Most agents trade Solana tokens blind. RugCheck AI calls getAccountInfo on the mint and reads the
authorities and Token-2022 extensions itself, so you get a real verdict on a fresh launch instead of
unknown — and a live mint or freeze authority is flagged before you buy, not after.
Your agent needs to answer, before it spends a cent:
- Is this Solana token safe to buy — or is it a rug pull?
- Is this a honeypot — will I actually be able to sell after I buy?
- Does the mint have an active freeze / mint authority that can trap or dilute me?
- Is there a hidden Token-2022 trap (permanent delegate, transfer hook) that can drain me?
- Pre-trade screening / token due-diligence for an autonomous trading agent.
Built for AI trading agents, snipers and bots that buy SPL / Token-2022 tokens and need a fast on-chain rug check before entering — then a screened Jupiter route once a token clears.
How do I check if a Solana token is safe to buy?

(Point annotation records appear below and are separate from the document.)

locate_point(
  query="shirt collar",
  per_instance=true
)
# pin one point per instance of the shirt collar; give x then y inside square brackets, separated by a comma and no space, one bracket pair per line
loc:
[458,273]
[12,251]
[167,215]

Call scan_token(mint) — one call returns a SAFE / CAUTION / DANGER verdict covering mint/freeze
authority, Token-2022 traps, honeypot (sellability), liquidity and holder concentration, plus a
0–100 safety score.
How do I detect a honeypot before buying?
simulate_sell(mint) checks whether a live sell route exists — a token with no route is effectively
a honeypot even when nothing on-chain formally blocks selling.
How do I check holder concentration / whale dump risk?
holders_breakdown(mint) reports the largest wallets and what share of supply they control — high
concentration means one holder can crash the price on you.
How do I know if a token is a rug pull?
rug_forecast(mint) gives a heuristic rug probability and urgency window from real signals
(authority, Token-2022 traps, concentration, sell pressure, age). check_authorities and
check_deployer show exactly who holds power over the token.
Does it work on fresh / newly launched tokens?
Yes — it reads the mint directly on-chain (getAccountInfo), so you get a real verdict on a token
too new to be indexed elsewhere. token_age shows freshness and real trading activity.
Does it touch my wallet or sign anything?
No. Screening is read-only; execute_safe_swap only builds an UNSIGNED transaction for you to sign —
the server never holds keys, never signs, never sends.
Is it free? Do I need an API key? Remote server, no install, no API key. Point your agent at the endpoint and call the tools.
v1.2.0 — working, actively developed, CI-tested. Open source, auditable — the screening tools are
read-only (getAccountInfo); execute_safe_swap only builds an unsigned transaction for you to sign.
MIT licensed. Self-hostable. Built for Solana trading agents.